Niech Rivery zaśpiewają coś po polsku, wtedy ocenimy jaka to "świetna" polska kapela
Żeby nie było nigdy nie kieruję się jakimiś względami narodowościowymi w ocenie muzyki, a jedynie wartością utworu. Bywało, że Rivery prezentowały coś znacznie lepszego i to doceniałem.
Także daruj sobie te twoje uwagi.
Ostatnio zmieniony pt paź 02, 2015 9:51 pm przez FOXD, łącznie zmieniany 1 raz.
Teraz to wygląda jakbym cieszył się z dobrego wyniku Podsiadły Cóż, numer jeden w kolejnym notowaniu już jest nam znany. Ale dzisiaj... which one's Pink? Dobranoc wszystkim
barb42 pisze:Nie narzekam, stwierdzam - bardzo nie lubię słowa Polaczki.
Właśnie mi się pomyślało, że można spróbować odczarować to słowo, tylko trzeba ukuć jakieś fajne hasło ustawiające je w pozytywnym kontekście... Hm... Może: "Popieraj rodzimą twórczość - zostań prawdziwym Polaczkiem"?

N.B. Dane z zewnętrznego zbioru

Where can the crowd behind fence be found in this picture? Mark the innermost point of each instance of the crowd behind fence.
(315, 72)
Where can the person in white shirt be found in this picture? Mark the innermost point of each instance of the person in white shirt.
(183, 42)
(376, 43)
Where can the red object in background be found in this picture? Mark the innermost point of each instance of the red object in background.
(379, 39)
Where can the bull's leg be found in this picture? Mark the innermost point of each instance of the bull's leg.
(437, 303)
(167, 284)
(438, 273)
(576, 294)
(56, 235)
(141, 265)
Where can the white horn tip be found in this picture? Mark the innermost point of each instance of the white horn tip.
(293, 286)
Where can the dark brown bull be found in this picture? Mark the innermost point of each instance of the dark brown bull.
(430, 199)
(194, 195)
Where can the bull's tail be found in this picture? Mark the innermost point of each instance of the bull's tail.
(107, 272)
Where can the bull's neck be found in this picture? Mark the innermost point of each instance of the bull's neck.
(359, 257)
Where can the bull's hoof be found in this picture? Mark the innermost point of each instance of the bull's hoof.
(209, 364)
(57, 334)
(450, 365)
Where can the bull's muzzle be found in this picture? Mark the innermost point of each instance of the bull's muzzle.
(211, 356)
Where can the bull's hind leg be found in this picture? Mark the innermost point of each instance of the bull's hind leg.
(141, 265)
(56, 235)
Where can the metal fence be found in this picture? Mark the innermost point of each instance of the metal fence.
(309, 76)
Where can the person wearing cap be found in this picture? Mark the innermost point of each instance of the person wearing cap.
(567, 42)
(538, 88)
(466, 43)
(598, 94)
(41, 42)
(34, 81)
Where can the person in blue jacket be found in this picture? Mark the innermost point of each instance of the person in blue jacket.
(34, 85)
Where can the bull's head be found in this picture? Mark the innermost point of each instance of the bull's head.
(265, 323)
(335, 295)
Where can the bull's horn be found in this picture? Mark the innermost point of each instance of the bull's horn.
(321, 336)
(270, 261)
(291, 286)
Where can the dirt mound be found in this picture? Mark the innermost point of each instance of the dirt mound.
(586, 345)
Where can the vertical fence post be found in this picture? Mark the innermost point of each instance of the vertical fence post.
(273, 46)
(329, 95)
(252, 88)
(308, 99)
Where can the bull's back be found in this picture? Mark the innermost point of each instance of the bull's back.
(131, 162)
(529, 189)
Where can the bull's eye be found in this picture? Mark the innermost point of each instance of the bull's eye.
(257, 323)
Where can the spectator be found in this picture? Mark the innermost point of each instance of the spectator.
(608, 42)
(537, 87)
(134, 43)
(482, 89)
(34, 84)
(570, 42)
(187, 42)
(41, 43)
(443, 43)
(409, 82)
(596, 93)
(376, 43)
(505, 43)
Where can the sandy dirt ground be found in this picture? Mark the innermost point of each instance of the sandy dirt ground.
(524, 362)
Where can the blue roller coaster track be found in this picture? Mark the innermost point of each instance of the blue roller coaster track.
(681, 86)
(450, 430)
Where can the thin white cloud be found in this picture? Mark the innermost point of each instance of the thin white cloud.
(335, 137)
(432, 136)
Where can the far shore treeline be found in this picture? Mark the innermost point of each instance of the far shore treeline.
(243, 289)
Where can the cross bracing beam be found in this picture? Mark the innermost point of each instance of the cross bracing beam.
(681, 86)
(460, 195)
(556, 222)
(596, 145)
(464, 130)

Nicoletta pisze:to są chyba jakieś jaja z tym Podsiadłem!
aż się musiałam zalogowac i to napisać!
Ano niestety, wychodzi na to, że dzisiaj wystarczy samo nazwisko "szutcznie" wypromowane i mamy "gwiazdę" Potem ludziska tłumnie głosują bezrefleksyjnie, bo to przeca D. Podsiadło
DP - jest taki podgatunek filmów dla dorosłych. Idealnie zresztą opisujący, czym jest dla mnie Dawid Podsiadło - wpycha się go z każdej możliwej strony, choć nie zawsze jest to przyjemne.
Nicoletta pisze:to zakrawa o pomstę do Nieba, żeby Podsiadło konkurował z Gilmourem ....
Gilmour wyjątkowo marny, Podsiadło zaskakująco dobry. Kibicuję mu, żeby wszedł na szczyt. Ale kandydatów jest minimum trzech.
nie wiesz co piszesz.
pisanie, że Podsiadło zaśpiewał piosenkę lepszą od Gilmoura powinno być uznane za profanację.
Podsiadło choćby nagrał miliard piosenek i był milion dni na pierwszym miejscu NIGDY DO KOŃCA SWYCH DNI NIE ZAŚPIEWA ANI NIE ZAGRA NIC LEPSZEGO OD TEGO, CO GRA PINK!
szok. szok. odchodzę stąd porażona.
sayonara!
Nicoletta pisze:Podsiadło choćby nagrał miliard piosenek i był milion dni na pierwszym miejscu NIGDY DO KOŃCA SWYCH DNI NIE ZAŚPIEWA ANI NIE ZAGRA NIC LEPSZEGO OD TEGO, CO GRA PINK!
haha masz rację Jolly! chodziło mi oczywiście o Pinka Floyda Davida Gilmoura
innego Pinka nie znam, ale mniemam, że jest jakiś piosenkarz/piosenkarka o takim pseudonimie
prz_rulez pisze:
A gdzie miejsce na subiektywność gustów?...
Nie no, mimo wszystko ten numer jeden Gilmoura nie jest taki oczywisty. Numer trochę się przebijał. I w sumie zdziwiłem się tym numerem jeden.
Chodziło raczej o to, że utwór nie jest taki dobry, by zasługiwał na pierwsze miejsce i gdyby nie "bonusowe" głosy za to, że wykonuje go wokalista Pink Floyd, to na pewno nie zaszedłby tak wysoko.